The sample (N = 45) consisted of children and adolescents, 15 with typical development (TD) controls (mean 9.5 years, SD = 3.8, 9 girls and 6 boys), 15 with ASD (mean 11.6 years, SD = 2.7, 2 girls and 13 boys), and 15 with ADHD (mean 9.4 years, SD = 2.3, 3 girls and 12 boys). There was a male predominance in both clinical groups in line with the known prevalence of these disorders. The participants were evaluated in a Children’s Interdisciplinary Neuropsychological Care Center in São Paulo, Brazil, by neuropsychologists, pediatric neurologists, and child psychiatrists using DSM-V criteria. The ADHD group was composed of individuals with IQs in the normal range (scores above 85 on WISC-IV), matched to the control TD group. None of ADHD children were taking psycho-stimulant medication at the time of assessment. The Child Behavior Checklist (CBCL) was used as a screen for psychiatric comorbidity in both controls and ADHD groups. The ASD group was composed of low-functioning individuals (IQ below 70) and with scores between 30 and 50 on the childhood autism rating scale – CARS (28).

Visual Stimuli

Presented stimuli consisted of color photographs of forward facing male and female human faces and dog faces with neutral expression and of neutral control stimuli (clouds and plant), taken from the Karolinska Directed Emotional Faces set (KDEF) (29) and from the International Affective Pictures System (IAPS) (30, 31).

Data Capture Procedures

The eye movements of the participants were recorded with an infrared-based eye-tracking system (Tobii TX 300), integrated with a 23″ TFT monitor (with screen resolution 1920 × 1080 pixel). This equipment used a 300-Hz tracking frequency to collect information about the location and duration of the participant’s gaze fixations on stimuli displayed on the monitor screen (Figure 1). Target static images were presented individually on the monitor for 5 s, separated by a screen showing two rolling dices for 2 s, in order to reduce the effect of environmental distractions, keeping participants’ attention on the monitor screen. The order in which the target images were viewed was randomized across participants.

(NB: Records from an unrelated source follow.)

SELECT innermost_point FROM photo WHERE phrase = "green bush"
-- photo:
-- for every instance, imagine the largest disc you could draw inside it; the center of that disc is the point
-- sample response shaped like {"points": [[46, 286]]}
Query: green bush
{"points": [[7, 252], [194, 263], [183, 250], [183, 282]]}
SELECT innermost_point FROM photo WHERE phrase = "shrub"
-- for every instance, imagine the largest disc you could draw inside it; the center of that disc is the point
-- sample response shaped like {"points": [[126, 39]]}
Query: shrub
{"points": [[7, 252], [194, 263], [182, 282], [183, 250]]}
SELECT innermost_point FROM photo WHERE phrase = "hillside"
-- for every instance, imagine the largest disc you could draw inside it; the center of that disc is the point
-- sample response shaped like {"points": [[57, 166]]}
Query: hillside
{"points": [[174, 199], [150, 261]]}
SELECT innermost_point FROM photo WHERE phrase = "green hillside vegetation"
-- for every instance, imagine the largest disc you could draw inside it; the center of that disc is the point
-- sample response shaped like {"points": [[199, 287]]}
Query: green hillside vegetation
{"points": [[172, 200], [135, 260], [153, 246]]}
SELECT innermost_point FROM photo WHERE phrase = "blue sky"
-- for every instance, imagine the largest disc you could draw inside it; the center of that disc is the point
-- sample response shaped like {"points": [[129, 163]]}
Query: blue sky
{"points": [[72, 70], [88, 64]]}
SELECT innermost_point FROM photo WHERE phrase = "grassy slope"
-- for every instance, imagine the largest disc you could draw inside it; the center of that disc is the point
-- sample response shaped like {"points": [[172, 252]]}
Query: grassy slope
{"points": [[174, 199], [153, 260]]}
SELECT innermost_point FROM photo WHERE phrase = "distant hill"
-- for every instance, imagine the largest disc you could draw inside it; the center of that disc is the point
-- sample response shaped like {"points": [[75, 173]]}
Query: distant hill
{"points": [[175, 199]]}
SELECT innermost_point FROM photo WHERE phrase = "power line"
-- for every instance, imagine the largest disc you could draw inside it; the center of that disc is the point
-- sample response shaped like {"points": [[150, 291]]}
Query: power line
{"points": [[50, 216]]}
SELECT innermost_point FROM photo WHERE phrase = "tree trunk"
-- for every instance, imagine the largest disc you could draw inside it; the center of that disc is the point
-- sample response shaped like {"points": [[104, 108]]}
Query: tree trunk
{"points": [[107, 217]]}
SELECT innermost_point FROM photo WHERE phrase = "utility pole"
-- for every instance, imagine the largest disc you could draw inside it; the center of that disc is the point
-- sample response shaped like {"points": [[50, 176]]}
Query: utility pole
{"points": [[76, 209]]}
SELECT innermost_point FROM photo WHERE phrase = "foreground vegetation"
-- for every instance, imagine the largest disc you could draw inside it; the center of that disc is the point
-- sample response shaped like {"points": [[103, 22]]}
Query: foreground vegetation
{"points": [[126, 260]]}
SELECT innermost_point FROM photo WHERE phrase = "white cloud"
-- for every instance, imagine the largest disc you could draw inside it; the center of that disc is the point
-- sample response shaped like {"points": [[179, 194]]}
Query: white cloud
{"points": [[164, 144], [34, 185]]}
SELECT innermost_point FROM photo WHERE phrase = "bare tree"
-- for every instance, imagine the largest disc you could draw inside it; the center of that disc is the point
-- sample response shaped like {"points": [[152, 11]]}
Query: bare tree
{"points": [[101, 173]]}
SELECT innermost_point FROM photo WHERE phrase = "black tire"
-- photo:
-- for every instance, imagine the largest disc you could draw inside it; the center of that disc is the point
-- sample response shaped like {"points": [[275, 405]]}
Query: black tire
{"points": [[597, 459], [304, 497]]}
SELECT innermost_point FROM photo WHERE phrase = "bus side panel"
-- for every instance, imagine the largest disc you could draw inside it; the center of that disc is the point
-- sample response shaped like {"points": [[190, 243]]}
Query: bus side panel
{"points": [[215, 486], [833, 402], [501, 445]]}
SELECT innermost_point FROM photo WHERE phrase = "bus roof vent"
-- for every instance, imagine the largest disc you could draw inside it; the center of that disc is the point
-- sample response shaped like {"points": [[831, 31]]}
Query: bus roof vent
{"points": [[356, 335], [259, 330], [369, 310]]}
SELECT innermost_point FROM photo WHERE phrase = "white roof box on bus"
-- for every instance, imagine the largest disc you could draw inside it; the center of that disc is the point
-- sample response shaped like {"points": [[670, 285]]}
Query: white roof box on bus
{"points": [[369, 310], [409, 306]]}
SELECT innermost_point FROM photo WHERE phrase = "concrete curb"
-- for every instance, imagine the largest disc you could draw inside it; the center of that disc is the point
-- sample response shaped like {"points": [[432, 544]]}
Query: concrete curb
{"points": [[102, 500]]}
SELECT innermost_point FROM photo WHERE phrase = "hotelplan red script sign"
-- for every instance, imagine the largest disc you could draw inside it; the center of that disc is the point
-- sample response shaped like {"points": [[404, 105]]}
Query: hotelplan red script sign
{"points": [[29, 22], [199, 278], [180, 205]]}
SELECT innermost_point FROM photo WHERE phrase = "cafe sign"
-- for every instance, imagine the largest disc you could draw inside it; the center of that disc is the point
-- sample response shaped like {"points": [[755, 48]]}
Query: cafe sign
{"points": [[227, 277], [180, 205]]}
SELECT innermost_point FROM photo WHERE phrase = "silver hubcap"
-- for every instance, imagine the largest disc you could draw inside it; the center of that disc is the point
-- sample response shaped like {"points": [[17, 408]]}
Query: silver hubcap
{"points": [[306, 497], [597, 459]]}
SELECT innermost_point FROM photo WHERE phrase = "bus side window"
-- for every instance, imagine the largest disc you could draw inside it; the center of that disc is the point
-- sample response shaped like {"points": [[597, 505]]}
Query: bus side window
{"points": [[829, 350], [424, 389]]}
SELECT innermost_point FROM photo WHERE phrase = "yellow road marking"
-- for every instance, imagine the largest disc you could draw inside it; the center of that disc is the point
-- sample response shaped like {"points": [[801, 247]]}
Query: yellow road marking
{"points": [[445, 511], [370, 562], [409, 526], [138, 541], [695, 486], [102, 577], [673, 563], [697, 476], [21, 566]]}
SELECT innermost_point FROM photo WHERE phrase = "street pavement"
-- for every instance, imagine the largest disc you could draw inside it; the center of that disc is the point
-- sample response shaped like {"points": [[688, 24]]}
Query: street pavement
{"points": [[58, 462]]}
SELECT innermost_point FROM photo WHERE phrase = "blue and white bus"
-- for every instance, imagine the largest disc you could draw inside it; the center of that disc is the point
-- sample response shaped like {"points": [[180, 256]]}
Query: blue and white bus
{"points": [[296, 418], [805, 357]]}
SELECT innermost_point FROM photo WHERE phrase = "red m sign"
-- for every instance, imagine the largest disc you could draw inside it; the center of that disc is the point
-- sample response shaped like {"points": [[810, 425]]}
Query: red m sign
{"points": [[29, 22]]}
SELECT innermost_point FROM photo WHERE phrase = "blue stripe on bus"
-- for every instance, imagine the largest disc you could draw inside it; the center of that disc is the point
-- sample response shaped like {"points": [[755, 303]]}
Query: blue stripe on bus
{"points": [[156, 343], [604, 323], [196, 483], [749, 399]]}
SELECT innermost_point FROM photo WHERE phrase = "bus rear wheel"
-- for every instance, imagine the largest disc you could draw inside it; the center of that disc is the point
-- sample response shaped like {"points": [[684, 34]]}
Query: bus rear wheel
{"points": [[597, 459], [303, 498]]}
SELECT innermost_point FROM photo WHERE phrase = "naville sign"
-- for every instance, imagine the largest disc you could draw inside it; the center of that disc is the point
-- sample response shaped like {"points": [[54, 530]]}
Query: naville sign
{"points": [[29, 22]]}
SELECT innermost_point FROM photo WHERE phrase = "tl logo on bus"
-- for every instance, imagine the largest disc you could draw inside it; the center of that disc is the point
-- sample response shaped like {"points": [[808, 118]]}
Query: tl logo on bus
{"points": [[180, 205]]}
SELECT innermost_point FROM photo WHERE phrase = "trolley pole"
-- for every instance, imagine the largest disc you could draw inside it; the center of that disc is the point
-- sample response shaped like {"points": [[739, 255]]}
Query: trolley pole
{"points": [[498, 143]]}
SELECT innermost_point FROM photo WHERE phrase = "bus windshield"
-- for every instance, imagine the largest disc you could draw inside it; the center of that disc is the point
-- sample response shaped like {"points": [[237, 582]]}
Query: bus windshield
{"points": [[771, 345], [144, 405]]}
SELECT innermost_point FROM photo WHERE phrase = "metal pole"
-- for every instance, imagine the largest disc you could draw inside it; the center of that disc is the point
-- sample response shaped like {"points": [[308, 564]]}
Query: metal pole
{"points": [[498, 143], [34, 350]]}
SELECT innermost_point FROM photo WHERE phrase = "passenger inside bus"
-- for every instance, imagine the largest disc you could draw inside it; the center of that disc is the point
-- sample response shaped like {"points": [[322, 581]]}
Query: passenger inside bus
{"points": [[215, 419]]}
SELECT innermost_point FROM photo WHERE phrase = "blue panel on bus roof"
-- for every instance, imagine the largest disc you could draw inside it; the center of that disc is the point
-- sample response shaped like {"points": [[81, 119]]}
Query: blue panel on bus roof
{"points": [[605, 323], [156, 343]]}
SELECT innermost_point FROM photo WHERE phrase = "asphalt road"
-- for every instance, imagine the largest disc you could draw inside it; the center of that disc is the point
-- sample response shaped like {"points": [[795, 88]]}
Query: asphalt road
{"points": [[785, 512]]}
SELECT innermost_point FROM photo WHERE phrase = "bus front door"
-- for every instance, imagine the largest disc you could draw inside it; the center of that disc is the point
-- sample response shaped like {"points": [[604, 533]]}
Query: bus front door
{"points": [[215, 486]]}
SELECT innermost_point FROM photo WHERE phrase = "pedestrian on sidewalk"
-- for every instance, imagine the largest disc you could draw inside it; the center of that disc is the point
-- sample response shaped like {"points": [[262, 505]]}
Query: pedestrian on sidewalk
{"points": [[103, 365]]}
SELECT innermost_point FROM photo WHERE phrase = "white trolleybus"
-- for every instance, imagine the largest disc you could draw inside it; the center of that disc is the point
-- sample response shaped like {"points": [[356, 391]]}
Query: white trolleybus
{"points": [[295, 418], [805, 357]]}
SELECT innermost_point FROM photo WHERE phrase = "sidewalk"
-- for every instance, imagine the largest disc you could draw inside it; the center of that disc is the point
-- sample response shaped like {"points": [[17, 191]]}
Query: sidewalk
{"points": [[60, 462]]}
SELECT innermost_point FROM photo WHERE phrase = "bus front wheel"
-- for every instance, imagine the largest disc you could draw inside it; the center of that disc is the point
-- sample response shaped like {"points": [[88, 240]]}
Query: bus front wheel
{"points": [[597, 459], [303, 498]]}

Figure 1. Illustration of the experimental situation using a video-based eye-tracking system in our laboratory. Using an eye tracker, we can monitor where the child is looking (photograph of Sarah Kuwano Molinari Salotti).

Tests were conducted in three quiet rooms, with similar characteristics, with lights kept at a constant illumination1. The eye-tracking equipment is portable and was moved to each testing location. Participants were tested individually seating approximately 60 cm from the screen in a room with illuminance level of 300 lux in order to guarantee best gaze accuracy (0.4°) and precision (0.07°) as described in the manual of Tobii Tx-300. After a comfortable position was achieved, we asked each child to follow a red ball bouncing around the screen in order to obtain a five-point calibration. The study was conducted only with participants whose calibration was successfully achieved as attested by the Tobii Tx-300. Two research assistants were present during data collection, on each side of the participant, one controlling the computer and the other dealing with logistical issues, but they did not interfere with viewing behavior.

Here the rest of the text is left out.